The big deal he pointed out to us was how dramatically even a single sentence fragment in writing helped to create an informal, conversational effect. That President Biden used 38 sentence fragments in his Inaugural Address, as I noted in the previous blog post, had a really big effect.

I wonder what Mr Flint would have thought of the eminent British linguist, David Crystal's publishing a book with the title Txting: The gr8 db8, as long ago as 2008; much less the ongoing shifts in what we now consider formal or colloquial or intimate language.

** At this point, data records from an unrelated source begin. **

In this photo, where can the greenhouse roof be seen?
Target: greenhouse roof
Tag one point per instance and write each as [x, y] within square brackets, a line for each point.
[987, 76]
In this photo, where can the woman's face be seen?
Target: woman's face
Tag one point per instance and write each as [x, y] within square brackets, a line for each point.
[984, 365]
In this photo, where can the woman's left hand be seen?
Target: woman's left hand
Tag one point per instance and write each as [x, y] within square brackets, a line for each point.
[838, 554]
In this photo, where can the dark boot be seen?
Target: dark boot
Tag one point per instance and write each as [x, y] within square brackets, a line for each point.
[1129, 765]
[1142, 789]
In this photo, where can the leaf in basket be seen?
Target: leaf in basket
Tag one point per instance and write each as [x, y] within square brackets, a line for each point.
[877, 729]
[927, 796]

Beyond the strengths found in how language choices influence what we think about the tone and style of a speaker or writer, there are even more enjoyments in these Elysian Fieldsfor example, looking at how word choice, sentence form, and passage construction "Xtra-verbally" influence the potency of emotional appeals, or the effectiveness of an argument, or other communication effects. 

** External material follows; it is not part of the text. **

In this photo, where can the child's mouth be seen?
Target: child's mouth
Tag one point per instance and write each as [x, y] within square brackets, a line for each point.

A field far from the Elysian Fields also contains the bad folks who continuously deny, distract, or delay, by putting the small word "not" in front, to say they are not advocating something or other, when they really are. As I've noted before, in relation to so-called "fact-checking," like most car drivers who genuinely don't see cyclists, we don't see the NOT and focus again on the lie; and when we repeat a statement from these folks, with "not" upfront, we're really helping to state what they said/the lie, again and again and again.

Then, to come right up to date, there's a whole other field of positive-sounding words like "Remember this day forever;" which, given the context, is quite the hyperbolic signal to strengthen commitment to nasty actions that I believe even schoolkids might know are NOT democratic.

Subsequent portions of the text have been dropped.